Besides its relatively low cost, combat lasers can target and shoot an incoming projectile without making complex trajectory calculations. It is pertinent to mention that Israel’s layered air defence systems that use interceptor missiles are effective against long-range projectiles which follow predictable trajectories. However, it gets challenging for an air-defence system to track an incoming hostile projectile if launched from a very close range. If a hostile missile is launched from a nearby location, the interceptor only has a few seconds to respond. Such narrow margins can sometimes lead to unsuccessful interception.
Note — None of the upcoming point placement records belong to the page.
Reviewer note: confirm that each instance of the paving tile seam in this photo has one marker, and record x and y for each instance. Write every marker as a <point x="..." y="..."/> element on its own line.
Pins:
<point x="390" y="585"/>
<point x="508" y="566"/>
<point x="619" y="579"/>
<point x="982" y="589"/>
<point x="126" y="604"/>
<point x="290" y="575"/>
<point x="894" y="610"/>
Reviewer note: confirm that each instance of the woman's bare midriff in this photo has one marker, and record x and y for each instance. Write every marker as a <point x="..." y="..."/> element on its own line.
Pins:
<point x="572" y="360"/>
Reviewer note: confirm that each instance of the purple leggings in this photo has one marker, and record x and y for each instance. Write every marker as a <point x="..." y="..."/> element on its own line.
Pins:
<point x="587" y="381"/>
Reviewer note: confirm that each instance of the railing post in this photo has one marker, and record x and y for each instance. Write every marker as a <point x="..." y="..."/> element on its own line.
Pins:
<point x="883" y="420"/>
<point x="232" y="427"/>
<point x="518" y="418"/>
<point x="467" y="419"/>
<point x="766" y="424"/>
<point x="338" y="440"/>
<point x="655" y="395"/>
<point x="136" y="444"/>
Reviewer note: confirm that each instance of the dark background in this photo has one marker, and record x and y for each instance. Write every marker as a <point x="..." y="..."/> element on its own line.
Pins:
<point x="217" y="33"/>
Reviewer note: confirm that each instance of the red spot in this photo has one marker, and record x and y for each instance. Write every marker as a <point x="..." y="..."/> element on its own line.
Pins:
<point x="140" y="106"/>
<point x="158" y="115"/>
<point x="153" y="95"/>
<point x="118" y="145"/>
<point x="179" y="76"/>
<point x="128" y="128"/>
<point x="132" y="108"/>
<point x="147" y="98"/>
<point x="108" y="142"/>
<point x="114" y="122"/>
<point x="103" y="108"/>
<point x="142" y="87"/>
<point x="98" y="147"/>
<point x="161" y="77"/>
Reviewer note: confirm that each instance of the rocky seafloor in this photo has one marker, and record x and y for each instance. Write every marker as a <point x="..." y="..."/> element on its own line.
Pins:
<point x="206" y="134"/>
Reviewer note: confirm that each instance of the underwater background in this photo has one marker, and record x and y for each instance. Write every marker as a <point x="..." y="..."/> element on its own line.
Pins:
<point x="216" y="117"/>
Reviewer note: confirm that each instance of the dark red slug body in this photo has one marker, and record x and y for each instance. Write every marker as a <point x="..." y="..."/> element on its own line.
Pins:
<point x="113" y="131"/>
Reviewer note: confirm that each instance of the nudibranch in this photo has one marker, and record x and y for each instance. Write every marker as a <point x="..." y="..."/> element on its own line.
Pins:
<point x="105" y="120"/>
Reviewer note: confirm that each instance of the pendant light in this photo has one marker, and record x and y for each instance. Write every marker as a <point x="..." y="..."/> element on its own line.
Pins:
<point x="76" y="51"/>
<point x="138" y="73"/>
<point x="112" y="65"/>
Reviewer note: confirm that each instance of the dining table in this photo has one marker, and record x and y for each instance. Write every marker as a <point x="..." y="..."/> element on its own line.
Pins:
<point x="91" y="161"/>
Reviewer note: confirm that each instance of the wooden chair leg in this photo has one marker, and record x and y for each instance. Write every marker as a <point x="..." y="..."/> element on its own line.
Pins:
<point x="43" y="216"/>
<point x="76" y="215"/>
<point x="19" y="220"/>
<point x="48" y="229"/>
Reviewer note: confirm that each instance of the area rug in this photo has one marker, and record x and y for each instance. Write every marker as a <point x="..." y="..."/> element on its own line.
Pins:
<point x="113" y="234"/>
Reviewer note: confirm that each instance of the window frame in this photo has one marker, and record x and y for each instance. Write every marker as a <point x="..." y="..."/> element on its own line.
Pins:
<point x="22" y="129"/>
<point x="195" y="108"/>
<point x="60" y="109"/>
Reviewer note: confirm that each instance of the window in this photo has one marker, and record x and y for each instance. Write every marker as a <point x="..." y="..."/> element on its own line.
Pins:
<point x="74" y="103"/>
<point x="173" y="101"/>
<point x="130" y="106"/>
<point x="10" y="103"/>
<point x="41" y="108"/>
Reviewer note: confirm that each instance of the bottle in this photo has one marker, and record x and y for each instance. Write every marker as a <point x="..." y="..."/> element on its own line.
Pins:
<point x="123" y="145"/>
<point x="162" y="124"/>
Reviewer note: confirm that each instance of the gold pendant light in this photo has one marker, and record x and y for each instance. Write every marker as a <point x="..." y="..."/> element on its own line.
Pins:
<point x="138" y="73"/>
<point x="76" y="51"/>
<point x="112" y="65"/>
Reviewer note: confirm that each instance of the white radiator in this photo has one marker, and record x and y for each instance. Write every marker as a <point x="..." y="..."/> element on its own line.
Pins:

In such scenarios, the Iron Beam provides a critical, near-instantaneous response to neutralise aerial threats.
The other advantage of using a combat laser system is related to its recharge time. An air-defence battery, once used, takes a few hours to replenish and reload. During this interval, the area protected by the battery is rendered defenceless. In contrast, the laser shoots all the time. It requires no refills, thereby reducing logistical demands and minimising vulnerability.
Nevertheless, the Iron Beam complex also has its limitations. The system can be rendered ineffective due to inclement weather conditions, especially in low visibility or during heavy cloud cover. Israel plans to mount the system on an aircraft to negate its weather dependency and bypass the weather-related disruptions. Another drawback is its costly maintenance. Despite being operationally cheaper than other air defence systems, the Iron Beam is very expensive to acquire and maintain.
Conclusion
The impact of the Iron Beam as a potential game-changer can only be determined once it is tested in actual combat. Nevertheless, there is no doubt that it will add muscle to Israel’s air defence capability and help counter the ever-increasing threats of rockets, drone swarms, as well as missiles and mortars. It will augment the overall capacity of Israel’s air defence by reducing operational costs and by addressing the gaps and vulnerabilities. The Iron Beam will increase accuracy as it is designed for precision hitting. It will also have some minor advantage over conventional air defence systems, as it will not require ammunition or reloading. However, laser weapons have a limited strategic range and cannot hit long-distance targets as far as hundreds of kilometres. Therefore, despite the cutting-edge technology and futuristic design, laser weapons are yet to evolve as an alternative for conventional air-defence systems. Instead, they will complement and strengthen the overall effectiveness of existing air-defence systems in active service.